We are seeing some increasing kind of collective action.

We just worked with the Chamber in Detroit to endorse the ballot initiative in Michigan that will protect elections and voting. So we're continuing to see movement. But we think that needs to be ramped up pretty dramatically and in a more coordinated way.

What can companies and individuals do?

I think I'd argue that at an individual level, at a company level, it's kind of hard to stay out of this issue. I do think one thing we've seen a lot is that the company is getting hit on so many different issues. I think we'd make the argument that democracy, trust in elections, etc, is really foundational. And that's something where we could find common ground across a lot of organizations, even those that might be debating how to step in on other social issues. So things that can be done. Providing, restoring trust and promoting voting for employees, for customers for communities. Really understanding, what are the risk factors? What are the guardrails we all want to protect? You know, we want to protect that elections are legitimate. We'd want to prevent violence. What is the minimum almost criteria we want to protect? There is a lot of work going on to support different policies that make elections less likely to be undermined that supports voting. And then there's a whole innovation side of things, which I know I'm not talking that much about today, but which is updating the way voting happens. Things like final five voting, rank choice voting, objective redistricting, that once you end gerrymandering, like we have in New York for instance, all of a sudden are starting to see a lot more competition. I mean, your process was imperfect, and feel free to ask if you want, but the reality is, we have some amazing candidates running and dynamism, etc. because, you know, the district lines were in need of an update. And if that happened across the country, you would see a lot more dynamism. So New York just moved up on our democracy rating, because it ended gerrymandering in the state.
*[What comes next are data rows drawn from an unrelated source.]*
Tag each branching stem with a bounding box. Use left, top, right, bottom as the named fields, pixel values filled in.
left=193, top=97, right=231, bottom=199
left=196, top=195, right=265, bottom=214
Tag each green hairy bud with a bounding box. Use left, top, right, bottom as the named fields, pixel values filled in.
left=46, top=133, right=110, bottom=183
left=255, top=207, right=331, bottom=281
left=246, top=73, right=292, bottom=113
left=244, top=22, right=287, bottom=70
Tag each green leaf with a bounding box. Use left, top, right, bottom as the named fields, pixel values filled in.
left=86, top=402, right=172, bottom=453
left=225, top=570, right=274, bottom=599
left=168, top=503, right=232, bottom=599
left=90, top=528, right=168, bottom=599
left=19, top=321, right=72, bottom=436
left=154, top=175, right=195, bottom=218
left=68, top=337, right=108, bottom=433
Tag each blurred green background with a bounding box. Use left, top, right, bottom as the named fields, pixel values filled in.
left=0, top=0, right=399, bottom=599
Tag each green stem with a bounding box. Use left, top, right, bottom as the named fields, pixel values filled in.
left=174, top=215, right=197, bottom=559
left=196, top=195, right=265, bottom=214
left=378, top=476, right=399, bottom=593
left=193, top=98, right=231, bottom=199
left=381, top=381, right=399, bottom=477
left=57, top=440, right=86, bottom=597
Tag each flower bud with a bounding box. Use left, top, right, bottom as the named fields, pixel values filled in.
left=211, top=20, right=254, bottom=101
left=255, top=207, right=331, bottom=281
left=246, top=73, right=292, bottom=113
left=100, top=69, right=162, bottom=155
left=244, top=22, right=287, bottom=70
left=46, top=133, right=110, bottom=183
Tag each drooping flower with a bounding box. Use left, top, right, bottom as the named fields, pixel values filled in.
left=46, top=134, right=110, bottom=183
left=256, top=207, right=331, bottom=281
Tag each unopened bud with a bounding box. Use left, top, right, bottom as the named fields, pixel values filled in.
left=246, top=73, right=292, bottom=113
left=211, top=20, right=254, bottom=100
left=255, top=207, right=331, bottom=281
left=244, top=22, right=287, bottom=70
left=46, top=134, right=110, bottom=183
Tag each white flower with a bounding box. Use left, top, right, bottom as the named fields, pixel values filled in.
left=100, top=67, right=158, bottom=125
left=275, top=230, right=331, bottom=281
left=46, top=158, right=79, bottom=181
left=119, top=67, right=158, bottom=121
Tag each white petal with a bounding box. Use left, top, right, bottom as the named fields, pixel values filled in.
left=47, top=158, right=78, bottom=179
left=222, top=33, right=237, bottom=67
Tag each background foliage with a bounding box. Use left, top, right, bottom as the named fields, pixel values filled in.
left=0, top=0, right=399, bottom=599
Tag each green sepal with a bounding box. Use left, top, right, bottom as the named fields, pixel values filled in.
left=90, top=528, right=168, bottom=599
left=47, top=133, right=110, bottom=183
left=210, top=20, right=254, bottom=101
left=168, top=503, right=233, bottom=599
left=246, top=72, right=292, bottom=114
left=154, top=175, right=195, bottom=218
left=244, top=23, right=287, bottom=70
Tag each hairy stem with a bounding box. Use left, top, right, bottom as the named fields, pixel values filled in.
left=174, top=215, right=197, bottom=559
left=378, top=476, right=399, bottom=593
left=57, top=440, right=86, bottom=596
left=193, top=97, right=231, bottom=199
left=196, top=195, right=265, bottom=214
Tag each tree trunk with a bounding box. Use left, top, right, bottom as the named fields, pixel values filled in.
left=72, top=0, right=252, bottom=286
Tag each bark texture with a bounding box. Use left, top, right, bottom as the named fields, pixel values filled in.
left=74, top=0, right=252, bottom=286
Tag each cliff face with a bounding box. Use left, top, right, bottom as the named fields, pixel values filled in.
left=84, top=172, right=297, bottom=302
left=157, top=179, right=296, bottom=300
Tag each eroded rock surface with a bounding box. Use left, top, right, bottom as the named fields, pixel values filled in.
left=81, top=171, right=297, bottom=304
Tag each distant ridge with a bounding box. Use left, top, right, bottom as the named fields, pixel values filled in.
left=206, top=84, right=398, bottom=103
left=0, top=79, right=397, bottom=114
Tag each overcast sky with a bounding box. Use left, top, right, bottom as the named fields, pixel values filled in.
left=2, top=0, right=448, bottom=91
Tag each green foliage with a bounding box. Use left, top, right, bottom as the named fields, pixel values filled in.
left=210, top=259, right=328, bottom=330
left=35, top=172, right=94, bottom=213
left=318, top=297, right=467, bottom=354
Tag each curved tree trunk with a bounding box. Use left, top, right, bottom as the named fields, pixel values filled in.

So the Electoral Count Reform Act will clarify the transition to presidential power to try to avoid some of the risk of another January 6. It's in Congress right now. And make it clear that the Vice President's role is ceremonial, that states can't send fake electors into the system, etc. And now there's bipartisan support for it. So the chance that this passes sometime between November and January is high and encouraging. It's definitely something we've been very engaged and engaging with Senate leadership. We worked with the Partnership for New York City, the big CEO group in New York came out on it a few weeks ago. And we've really seen appetite in the business community to support it. And then the other piece that we focus on is, how do you incorporate these types of issues into ESG, both in terms of improving governance of companies by having more transparency and political spending, understanding what that means. And it is something where we see advocacy groups also kind of pushing companies on their spending, etc

The talent question.

In 2018, we had a great new class in Congress, a lot of people got really motivated to run. You've seen some new talent enter for sure. At the same time, there's definitely structural barriers. Basically, if you're in Congress, this is particularly on the Democratic side, they're not totally inconsistent with a Republican, it's a hierarchy. So you wait your turn for 20 years to be a committee chair or other things. Once you're there, it can be a very frustrating place for talent. State level politics have different issues. They're often unpaid or partially paid or taking risks, and now with threats. But we think about this a lot on how do you really build strong talent pipelines? And I definitely believe it's possible.

There has been energy, there's the potential, but you really have to support candidates in a more comprehensive way for them to be able to run and succeed. And in a really messy system and feel supported when they could be taking real risks. I was just with the Governor of Michigan, Gretchen Whitmer, who was threatened with being kidnapped and killed as Governor. That's a scary prospect. But she also has an amazing group of women who are the leadership of the State, the Secretary of State, the Attorney General, and they're all grappling with this. And, I think, motivating each other to continue to provide leadership in the state.